The Role of Media Literacy and Mindful Consumption
A broader societal approach involves enhancing media literacy and promoting mindful consumption. Understanding how algorithms work and the business model behind news and social media can empower individuals to make conscious choices about their information diet. Recognizing that the media often prioritizes negative content for engagement ("if it bleeds, it leads") can help individuals critically evaluate what they consume and seek out balanced sources of information.
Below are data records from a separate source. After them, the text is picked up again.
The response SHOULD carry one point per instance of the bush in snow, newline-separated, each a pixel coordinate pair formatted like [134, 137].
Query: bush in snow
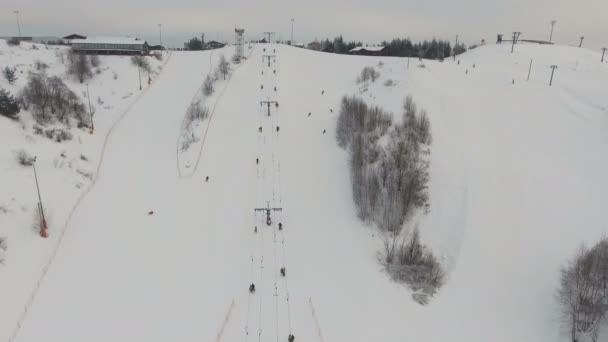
[368, 74]
[208, 86]
[79, 66]
[412, 263]
[9, 74]
[224, 66]
[51, 100]
[58, 135]
[196, 111]
[40, 66]
[8, 105]
[389, 171]
[389, 83]
[94, 60]
[13, 41]
[582, 293]
[24, 158]
[141, 62]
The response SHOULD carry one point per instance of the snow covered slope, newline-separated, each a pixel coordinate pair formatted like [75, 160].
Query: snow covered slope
[516, 186]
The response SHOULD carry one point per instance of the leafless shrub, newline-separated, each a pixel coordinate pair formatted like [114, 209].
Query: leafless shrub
[368, 74]
[389, 183]
[582, 293]
[24, 158]
[40, 66]
[52, 100]
[9, 74]
[141, 62]
[58, 135]
[196, 111]
[95, 61]
[415, 265]
[13, 41]
[79, 66]
[208, 86]
[223, 67]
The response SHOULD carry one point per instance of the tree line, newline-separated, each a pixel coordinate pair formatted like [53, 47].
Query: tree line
[397, 47]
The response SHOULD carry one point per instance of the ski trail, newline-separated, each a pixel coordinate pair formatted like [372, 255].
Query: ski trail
[226, 319]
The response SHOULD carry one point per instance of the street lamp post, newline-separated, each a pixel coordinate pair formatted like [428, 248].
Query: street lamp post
[43, 226]
[160, 35]
[18, 23]
[90, 110]
[292, 20]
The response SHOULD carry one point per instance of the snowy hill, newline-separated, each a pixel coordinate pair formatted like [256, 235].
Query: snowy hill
[516, 186]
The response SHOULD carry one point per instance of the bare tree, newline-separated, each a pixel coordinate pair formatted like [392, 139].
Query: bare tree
[208, 86]
[79, 66]
[141, 62]
[583, 291]
[9, 74]
[224, 66]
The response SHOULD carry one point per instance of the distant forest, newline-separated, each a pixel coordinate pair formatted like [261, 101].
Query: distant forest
[399, 47]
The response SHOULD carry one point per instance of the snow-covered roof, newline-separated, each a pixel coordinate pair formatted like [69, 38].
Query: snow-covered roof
[109, 40]
[368, 48]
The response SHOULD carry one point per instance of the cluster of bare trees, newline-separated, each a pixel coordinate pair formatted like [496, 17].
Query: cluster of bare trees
[389, 179]
[197, 111]
[583, 291]
[407, 260]
[80, 65]
[51, 100]
[389, 175]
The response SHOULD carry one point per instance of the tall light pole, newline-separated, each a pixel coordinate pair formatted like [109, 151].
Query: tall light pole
[43, 226]
[18, 23]
[92, 128]
[160, 35]
[551, 35]
[454, 50]
[292, 20]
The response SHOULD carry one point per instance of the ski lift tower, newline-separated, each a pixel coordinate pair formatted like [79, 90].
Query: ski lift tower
[239, 42]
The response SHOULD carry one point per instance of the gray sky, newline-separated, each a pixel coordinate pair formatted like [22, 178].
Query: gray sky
[370, 21]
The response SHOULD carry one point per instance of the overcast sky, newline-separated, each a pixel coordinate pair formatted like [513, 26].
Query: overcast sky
[369, 21]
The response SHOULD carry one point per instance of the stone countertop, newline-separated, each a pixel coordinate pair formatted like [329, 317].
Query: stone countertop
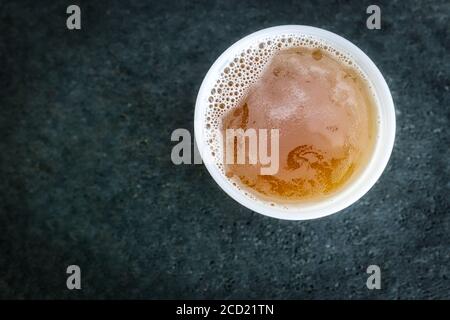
[86, 176]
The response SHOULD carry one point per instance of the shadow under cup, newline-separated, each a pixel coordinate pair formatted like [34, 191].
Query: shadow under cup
[358, 185]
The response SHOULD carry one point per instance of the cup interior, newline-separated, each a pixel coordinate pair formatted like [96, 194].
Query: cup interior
[355, 189]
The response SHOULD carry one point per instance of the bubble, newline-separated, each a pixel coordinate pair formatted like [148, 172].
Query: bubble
[244, 69]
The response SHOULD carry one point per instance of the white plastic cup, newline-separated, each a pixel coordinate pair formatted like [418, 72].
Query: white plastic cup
[368, 175]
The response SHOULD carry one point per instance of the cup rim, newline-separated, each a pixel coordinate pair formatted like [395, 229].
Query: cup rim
[365, 179]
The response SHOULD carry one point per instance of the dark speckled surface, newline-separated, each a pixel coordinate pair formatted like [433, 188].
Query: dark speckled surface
[86, 176]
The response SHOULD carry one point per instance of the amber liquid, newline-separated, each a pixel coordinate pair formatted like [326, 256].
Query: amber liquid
[326, 117]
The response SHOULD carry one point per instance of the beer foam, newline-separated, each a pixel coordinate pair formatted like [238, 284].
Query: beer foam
[236, 78]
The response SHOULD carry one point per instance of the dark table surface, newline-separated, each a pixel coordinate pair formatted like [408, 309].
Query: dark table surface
[86, 176]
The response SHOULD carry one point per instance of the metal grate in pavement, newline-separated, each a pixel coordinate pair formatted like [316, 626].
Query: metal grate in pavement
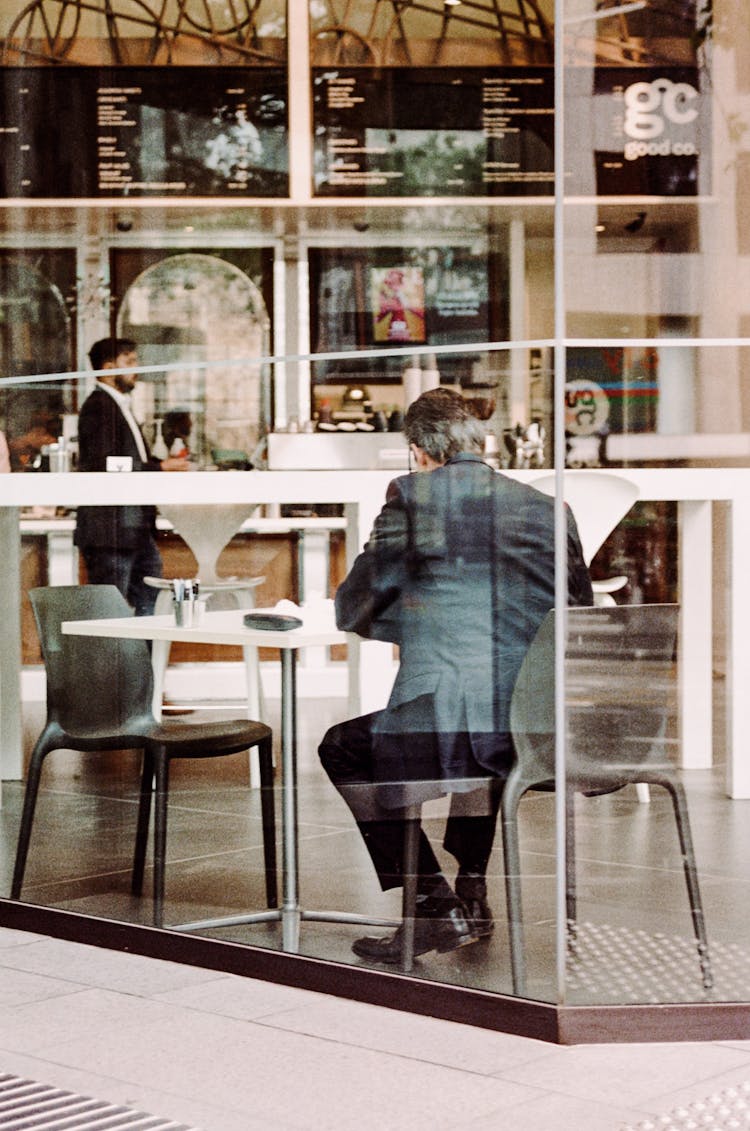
[722, 1111]
[612, 965]
[26, 1105]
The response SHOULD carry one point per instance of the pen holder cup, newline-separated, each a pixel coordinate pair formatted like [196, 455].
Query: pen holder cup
[188, 612]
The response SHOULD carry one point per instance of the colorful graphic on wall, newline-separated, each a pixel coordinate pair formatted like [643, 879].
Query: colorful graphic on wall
[397, 303]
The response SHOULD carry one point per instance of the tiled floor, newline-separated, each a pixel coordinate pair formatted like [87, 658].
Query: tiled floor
[224, 1053]
[220, 1052]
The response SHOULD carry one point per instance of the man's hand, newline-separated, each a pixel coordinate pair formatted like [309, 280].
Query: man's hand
[174, 464]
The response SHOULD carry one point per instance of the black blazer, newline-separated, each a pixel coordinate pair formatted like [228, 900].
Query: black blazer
[459, 572]
[103, 431]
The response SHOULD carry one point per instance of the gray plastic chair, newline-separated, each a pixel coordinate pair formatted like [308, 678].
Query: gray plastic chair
[98, 696]
[617, 718]
[617, 721]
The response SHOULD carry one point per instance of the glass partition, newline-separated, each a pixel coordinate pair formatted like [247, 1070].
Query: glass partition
[586, 316]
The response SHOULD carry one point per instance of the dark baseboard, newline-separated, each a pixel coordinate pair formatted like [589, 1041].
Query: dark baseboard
[522, 1017]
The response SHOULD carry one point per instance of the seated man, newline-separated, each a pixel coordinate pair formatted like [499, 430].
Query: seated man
[458, 571]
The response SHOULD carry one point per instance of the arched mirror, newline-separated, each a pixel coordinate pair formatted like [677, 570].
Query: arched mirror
[205, 320]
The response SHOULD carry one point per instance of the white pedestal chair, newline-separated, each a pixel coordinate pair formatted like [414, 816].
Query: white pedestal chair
[598, 502]
[206, 529]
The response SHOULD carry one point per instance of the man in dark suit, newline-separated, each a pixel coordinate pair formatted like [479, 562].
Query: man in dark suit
[458, 572]
[118, 543]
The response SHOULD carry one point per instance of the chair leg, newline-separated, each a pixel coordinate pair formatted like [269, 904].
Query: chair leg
[162, 767]
[410, 857]
[268, 818]
[682, 819]
[141, 827]
[509, 821]
[27, 819]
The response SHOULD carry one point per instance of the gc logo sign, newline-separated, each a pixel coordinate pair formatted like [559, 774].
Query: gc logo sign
[649, 106]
Practicing mindful consumption means being intentional about online habits. This involves checking in with oneself before and during scrolling: What is the purpose of this activity? How is it affecting my mood and stress levels? Can I stop after a set period? This mindfulness can help break the automatic, compulsive nature of doomscrolling. It shifts the behavior from a reactive habit to a conscious choice, thereby restoring a sense of control.
For mental health professionals, educating clients about the phenomenon of doomscrolling is an important part of modern therapy. It is a common issue that intersects with anxiety disorders, depression, trauma, and addiction. Addressing it can improve overall treatment outcomes by reducing a significant source of daily stress and emotional dysregulation. Clinicians can incorporate digital wellness assessments into intake processes and provide psychoeducation on healthy media use.
Conclusion
Doomscrolling is a complex behavior rooted in evolutionary psychology, neurological wiring, and modern digital environments. It offers a temporary illusion of control and preparedness but often leads to increased anxiety, emotional exhaustion, and a loss of genuine control over one's attention and well-being. The consequences are wide-ranging, affecting mental health, cognitive function, and daily productivity. While certain groups, such as women and trauma survivors, may be more vulnerable, the habit can impact anyone with digital access.
Addressing doomscrolling requires a multi-faceted approach that includes individual strategies, such as creating digital boundaries and practicing mindful consumption, and broader societal efforts to improve media literacy. The key is not to eliminate news consumption but to transform it from a compulsive, anxiety-driven habit into a conscious, managed activity. By understanding the psychological drivers and implementing practical steps, individuals can protect their mental health, enhance their emotional resilience, and reclaim a sense of agency in the digital age. For those struggling significantly, seeking support from a mental health professional who is informed about digital wellness can provide additional tools and guidance for sustainable change.